Head of the Department Mikheil Baramia, MD, PhD
Department of Radiation Oncology provides external beam radiotherapy (3DCRT, IMRT, RapidArc) and a stereotactic radiosurgery/ stereotactic body radiotherapy of the malignant tumors of brain, prostate, pelvic organs, GI tract, breast, lung, brain and bone metastasis.
The Department of Radiation Oncology is committed to obtaining the latest technology to provide highly individualized treatment for our patients. It is equipped with 2 medical linear accelerator – TrueBeam, radiosurgical system EDGE (VARIAN). Georgia is the first country among the Eastern Europe and SIS countries where this unique system is operating. It should be noted that Edge is functioning only in some advanced clinics of Europe and the U.S.A With the Edge system our clinic is able to treat more patients because of the speed, precision, and streamlined treatment planning developed in its architecture. It provides a turn-key solution for delivering full-body radiosurgery treatments with accuracy. Edge offers advanced tools designed to deliver highly conformal dose distributions to tumors of the lung, brain, spine, and other areas of the body where radiation is indicated. It is delivering high doses in a small number of fractions. These integrates and synchronizes performance of imaging and treatment technology, allowing faster and more precise image-guided radiotherapy.
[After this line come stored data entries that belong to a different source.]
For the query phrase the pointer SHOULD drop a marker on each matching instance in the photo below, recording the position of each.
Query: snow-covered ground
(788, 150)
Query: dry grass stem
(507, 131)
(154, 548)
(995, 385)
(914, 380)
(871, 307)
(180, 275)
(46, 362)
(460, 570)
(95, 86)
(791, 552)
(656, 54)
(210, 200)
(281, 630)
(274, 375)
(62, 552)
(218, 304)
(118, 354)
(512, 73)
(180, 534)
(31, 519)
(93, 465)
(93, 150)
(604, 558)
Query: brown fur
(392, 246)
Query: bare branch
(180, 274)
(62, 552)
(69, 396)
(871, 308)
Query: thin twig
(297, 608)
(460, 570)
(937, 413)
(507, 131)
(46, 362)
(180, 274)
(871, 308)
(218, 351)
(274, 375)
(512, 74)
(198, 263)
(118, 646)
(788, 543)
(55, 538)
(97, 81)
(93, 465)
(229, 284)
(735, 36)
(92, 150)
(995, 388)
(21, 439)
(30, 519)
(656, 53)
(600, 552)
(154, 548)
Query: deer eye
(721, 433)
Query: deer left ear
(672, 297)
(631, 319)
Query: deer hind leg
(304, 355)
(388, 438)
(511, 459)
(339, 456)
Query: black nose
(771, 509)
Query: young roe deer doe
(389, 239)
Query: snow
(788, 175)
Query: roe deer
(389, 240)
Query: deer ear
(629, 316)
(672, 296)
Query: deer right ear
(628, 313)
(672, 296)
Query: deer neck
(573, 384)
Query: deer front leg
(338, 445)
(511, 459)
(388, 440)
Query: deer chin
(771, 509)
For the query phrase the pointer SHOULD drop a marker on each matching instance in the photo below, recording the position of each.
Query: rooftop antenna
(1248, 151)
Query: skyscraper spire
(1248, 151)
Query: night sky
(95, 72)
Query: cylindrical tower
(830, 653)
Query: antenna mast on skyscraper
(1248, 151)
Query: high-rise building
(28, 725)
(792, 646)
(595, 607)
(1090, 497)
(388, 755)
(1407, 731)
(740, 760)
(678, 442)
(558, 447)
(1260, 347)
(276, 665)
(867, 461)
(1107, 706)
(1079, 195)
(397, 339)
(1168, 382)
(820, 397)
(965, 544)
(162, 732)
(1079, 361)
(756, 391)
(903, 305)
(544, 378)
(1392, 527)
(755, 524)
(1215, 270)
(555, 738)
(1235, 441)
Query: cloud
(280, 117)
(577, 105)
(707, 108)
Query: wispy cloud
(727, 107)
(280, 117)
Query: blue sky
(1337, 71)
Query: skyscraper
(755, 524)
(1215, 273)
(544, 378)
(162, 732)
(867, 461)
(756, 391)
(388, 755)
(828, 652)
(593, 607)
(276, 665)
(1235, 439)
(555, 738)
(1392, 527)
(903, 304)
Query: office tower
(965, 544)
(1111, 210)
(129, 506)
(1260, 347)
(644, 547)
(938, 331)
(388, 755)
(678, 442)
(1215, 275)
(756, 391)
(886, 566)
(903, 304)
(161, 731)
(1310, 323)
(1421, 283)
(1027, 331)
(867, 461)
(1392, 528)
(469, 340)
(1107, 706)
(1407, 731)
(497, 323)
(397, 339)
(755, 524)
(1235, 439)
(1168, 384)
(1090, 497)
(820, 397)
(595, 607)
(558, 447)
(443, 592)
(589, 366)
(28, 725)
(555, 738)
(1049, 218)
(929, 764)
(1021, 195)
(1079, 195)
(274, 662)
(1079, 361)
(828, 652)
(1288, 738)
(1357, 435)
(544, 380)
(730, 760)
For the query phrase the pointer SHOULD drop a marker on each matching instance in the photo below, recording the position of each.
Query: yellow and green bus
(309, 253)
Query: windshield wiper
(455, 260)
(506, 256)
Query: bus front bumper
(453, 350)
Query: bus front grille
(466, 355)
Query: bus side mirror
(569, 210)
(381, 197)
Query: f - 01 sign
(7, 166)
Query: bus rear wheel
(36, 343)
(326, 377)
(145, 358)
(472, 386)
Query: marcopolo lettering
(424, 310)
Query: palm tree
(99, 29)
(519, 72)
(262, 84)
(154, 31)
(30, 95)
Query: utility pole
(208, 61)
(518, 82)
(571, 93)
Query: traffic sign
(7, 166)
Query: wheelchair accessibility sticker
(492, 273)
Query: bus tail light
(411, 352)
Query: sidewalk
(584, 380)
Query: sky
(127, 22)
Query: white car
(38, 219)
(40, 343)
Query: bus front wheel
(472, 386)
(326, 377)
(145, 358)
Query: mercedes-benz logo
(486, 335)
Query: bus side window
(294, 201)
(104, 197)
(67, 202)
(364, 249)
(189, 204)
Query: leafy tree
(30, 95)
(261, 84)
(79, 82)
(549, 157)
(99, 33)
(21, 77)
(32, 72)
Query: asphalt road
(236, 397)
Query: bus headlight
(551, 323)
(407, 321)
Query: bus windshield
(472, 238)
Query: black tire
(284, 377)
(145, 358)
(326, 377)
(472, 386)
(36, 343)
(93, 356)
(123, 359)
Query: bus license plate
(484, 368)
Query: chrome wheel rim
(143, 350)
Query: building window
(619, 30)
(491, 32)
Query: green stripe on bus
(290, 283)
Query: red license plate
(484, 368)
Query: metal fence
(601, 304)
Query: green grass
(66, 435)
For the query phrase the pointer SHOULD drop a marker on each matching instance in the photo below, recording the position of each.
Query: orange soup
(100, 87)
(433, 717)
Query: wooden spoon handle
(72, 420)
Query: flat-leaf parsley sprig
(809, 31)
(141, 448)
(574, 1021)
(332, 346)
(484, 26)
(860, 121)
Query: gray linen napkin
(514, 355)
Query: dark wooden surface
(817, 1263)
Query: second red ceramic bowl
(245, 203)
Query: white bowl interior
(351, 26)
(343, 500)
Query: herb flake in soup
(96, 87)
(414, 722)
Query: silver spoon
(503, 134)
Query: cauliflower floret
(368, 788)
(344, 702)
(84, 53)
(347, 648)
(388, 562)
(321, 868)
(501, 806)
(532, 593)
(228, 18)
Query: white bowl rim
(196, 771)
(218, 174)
This new technology was engineered from the ground up to deliver higher doses of radiation with increased accuracy, empowering the equipment to narrowly target tumors and avoid the surrounding healthy tissues and organs. TrueBeam enables faster radiotherapy treatments that are easier for the patient, who does not need to hold still for long periods of time.
EDGE and TrueBeam offers treatment options for patients who otherwise may not have been candidates for traditional radiotherapy, and offers physicians more options for treating complex cancer cases. This equipment provides breath synchronized radiotherapy which gives the opportunity to clinicians to correlate tumor position in relation to the patient’s respiratory cycle and allows for patient specific treatment margins, rather than population-based margins and it may facilitate in dose escalation.